It was late July, Inter Miami had just been humiliated 5-0 at home by the New England Revolution, its sixth loss in a row, and a smattering of boos reached a crescendo as coach Phil Neville and his dejected players trudged off the field.
During the post-match handshake, Revolution coach Bruce Arena told Neville to dig in, stick to his plan and things would turn around.
He was correct.
Since that night, Miami has gone from the worst record in the league to the cusp of the seventh-place playoff line in the Eastern Conference. Miami has seven wins, three ties and two losses during the stretch, including a 4-0 loss at home Friday night to the New York Red Bulls, a result that reminded the team that it still has plenty of work to do with 10 games remaining.

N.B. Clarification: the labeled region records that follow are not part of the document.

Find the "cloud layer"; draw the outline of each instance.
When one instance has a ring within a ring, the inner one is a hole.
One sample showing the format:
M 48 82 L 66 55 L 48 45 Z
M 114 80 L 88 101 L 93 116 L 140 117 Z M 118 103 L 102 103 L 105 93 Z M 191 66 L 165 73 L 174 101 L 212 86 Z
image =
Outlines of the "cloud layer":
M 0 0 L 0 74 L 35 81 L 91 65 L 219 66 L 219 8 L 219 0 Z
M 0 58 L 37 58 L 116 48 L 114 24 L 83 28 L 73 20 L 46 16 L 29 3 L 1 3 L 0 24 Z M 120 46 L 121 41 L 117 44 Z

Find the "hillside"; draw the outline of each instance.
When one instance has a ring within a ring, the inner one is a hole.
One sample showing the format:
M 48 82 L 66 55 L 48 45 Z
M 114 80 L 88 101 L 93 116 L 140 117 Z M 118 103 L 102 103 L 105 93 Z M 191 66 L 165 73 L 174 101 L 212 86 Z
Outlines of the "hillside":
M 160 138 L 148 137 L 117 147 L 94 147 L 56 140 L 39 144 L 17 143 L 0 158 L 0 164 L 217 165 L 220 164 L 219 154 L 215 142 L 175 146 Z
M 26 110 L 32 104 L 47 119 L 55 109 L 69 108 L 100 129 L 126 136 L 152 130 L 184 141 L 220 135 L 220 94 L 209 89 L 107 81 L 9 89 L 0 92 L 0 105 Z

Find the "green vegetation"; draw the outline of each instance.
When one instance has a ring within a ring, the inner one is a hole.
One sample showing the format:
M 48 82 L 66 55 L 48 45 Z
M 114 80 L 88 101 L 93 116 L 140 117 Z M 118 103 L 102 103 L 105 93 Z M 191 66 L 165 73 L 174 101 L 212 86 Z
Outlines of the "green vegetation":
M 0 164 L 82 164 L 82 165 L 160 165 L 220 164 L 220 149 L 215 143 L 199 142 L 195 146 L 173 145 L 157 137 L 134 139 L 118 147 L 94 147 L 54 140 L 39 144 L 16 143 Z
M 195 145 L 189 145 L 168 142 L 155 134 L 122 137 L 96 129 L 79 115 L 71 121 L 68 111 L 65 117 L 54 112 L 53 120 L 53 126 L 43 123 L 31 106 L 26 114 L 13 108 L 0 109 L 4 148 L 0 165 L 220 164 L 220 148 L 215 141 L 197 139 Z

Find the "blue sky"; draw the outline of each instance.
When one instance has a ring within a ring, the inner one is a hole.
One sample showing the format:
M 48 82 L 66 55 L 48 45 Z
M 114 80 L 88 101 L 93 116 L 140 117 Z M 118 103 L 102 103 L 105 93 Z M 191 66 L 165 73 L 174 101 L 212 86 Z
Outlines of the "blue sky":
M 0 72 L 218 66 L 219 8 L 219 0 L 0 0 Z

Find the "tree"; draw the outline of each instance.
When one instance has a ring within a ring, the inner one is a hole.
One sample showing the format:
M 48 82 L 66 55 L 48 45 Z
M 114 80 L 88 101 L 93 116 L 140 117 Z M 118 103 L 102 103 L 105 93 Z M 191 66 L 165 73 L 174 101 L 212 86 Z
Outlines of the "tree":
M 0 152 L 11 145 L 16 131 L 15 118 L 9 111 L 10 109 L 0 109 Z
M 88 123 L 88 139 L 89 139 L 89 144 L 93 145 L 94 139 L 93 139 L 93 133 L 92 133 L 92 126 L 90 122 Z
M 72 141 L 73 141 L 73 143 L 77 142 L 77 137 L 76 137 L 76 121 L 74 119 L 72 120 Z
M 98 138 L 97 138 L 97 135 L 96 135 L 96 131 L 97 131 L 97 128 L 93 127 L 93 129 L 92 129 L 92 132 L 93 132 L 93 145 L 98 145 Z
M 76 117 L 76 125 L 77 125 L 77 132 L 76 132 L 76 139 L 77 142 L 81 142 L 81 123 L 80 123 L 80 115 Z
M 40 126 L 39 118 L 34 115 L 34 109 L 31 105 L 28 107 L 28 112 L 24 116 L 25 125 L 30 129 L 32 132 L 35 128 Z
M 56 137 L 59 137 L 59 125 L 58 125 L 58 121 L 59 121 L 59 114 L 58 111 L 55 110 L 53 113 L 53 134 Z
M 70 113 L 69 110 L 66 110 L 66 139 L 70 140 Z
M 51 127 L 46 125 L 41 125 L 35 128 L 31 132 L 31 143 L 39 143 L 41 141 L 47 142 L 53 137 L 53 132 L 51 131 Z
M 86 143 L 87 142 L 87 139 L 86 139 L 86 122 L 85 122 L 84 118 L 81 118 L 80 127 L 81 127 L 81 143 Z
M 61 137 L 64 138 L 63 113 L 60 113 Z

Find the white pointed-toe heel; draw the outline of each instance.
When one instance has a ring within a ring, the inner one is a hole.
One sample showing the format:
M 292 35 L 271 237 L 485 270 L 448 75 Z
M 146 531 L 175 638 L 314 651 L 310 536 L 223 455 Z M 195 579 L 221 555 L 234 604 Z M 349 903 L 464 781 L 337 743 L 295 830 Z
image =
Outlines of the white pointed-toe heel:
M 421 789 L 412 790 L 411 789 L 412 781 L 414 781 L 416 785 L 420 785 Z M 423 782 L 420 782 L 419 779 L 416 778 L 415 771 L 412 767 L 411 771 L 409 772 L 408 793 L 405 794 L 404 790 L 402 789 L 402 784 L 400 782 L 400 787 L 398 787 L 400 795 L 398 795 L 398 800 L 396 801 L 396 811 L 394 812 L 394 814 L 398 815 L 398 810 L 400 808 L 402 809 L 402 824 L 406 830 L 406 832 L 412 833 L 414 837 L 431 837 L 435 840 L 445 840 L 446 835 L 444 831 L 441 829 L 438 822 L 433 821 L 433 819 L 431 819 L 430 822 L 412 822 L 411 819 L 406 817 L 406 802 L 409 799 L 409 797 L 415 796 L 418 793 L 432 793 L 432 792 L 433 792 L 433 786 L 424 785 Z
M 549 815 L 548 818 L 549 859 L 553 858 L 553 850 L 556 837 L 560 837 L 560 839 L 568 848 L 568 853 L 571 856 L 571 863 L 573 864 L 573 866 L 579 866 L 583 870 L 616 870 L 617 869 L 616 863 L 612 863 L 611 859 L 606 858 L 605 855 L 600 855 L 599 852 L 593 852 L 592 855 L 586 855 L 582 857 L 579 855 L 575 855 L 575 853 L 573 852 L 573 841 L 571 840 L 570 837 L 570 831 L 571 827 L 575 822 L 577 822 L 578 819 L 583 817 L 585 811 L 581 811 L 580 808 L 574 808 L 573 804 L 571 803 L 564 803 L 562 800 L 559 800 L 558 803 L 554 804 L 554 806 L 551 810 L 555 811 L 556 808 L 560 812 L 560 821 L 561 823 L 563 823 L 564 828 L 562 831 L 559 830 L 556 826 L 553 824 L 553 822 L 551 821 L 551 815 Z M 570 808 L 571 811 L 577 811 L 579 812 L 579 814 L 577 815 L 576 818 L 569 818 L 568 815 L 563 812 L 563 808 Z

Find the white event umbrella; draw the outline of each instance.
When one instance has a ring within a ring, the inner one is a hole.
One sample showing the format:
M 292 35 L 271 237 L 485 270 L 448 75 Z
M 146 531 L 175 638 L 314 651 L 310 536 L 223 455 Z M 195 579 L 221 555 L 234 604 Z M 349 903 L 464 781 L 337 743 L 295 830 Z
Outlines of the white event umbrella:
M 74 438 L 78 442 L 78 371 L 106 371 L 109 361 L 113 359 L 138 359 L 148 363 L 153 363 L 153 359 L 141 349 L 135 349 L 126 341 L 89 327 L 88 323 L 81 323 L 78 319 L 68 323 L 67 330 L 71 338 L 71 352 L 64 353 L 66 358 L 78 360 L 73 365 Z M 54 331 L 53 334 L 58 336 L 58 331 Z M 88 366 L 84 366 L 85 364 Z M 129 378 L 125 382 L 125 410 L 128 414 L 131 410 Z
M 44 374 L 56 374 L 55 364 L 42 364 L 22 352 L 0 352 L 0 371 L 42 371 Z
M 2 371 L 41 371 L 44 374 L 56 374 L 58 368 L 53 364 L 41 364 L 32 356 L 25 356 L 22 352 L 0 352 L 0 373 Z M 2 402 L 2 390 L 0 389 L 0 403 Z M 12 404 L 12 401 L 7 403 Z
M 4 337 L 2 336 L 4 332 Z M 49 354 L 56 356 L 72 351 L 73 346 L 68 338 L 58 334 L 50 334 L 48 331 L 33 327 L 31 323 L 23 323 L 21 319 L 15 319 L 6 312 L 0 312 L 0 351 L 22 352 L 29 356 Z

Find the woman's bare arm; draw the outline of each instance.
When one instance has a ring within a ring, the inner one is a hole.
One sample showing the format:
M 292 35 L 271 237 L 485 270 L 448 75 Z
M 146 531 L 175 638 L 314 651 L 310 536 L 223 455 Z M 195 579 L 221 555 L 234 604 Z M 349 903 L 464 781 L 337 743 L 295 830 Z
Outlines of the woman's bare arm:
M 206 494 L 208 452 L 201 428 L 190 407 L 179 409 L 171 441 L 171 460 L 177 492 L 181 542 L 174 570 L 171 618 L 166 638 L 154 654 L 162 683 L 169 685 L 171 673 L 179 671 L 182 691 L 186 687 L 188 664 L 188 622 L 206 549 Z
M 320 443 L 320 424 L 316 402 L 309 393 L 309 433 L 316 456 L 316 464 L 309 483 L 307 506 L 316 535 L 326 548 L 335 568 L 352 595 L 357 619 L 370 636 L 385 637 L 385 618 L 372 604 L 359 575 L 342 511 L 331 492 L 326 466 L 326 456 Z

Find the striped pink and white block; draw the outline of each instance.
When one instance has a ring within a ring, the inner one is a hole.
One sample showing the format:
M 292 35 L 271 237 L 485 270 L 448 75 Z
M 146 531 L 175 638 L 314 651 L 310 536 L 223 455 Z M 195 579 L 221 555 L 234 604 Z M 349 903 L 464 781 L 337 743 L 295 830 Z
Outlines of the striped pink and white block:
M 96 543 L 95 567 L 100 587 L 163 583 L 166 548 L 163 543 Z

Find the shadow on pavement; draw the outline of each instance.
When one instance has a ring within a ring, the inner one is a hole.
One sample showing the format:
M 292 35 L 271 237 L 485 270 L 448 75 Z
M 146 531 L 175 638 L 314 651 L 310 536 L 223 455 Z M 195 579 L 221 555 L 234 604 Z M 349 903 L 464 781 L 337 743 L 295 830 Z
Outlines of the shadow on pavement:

Miami returns home Wednesday to face second place Nashville SC and will be without key defenders Nico Figal and Leandro Gonzalez Pirez, both serving suspensions for yellow card accumulation. Figal is being pursued by Mexican club Tigres, and if he were to leave it would be a big blow.
Six of Miami’s final 10 games are on the road, including against fourth-place Atlanta, fifth place New York City FC and league-leader New England.
The team has found different ways to win, sometimes pretty, sometimes with stoppage-time heroics.
“After that New England game, I told the players `All our futures are on the line,’” Neville said. “I also told them there was no way we were going to finish this season and not be a success. I didn’t join Inter Miami and bring my family here, all the way from England, to fail. Personally, that was my biggest motivation. We said as a group there was only one way we would succeed and that was to come together and not be a team of individuals.”
The biggest key to the turnaround has been team bonding. A new ping-pong table and team lunches have helped.
“We had a brilliant set of individual players who weren’t playing as a team,” Neville said. “Now we have a set of players that are playing as a team and becoming a brilliant football team. When I came to this football club, I knew I was joining a club with some brilliant players, but all the rumors, gossip and people around the club told me we were a team that played as individuals. It took six months of heartache to get to the point where now all of a sudden the penny has dropped from the players that without each other we can’t win games, Golden Boots, Man of the Match, or earn a contract for next season.”
Midfielder Jay Chapman noted that whenever the team faced adversity in a game, some players would shut down and not help each other.
“I think you’re seeing a team now that has really fallen in love with winning and that’s a really powerful thing,” Chapman said. “You can see it in the locker room. Guys from different backgrounds are communicating more, there’s more laughter, camaraderie. We’re a long way from where we need to be, but we’re heading in the right direction.”
Philadelphia Union coach Jim Curtin has been watching Miami’s ascent from afar.
“In pro sports it’s real easy to just scrap things, change and go in a different direction,” he said. “I tend to believe in having belief in your coach and your players. Miami’s turnaround is an example of what can happen if you show belief and stick to your principles.
“Over the course of a 34-game season, the truth tends to come out and they’re as good as anybody in the league right now. It can be hard in those moments when you have a couple consecutive losses and doubt creeps in and people start to go off in twos and threes in different parts of the club, whether it’s players or staff. I’ve experienced that and it takes a strong leader to get through that. Full credit to Coach Neville and what he’s done there. I wish them the best of luck unless we play them in the playoffs.”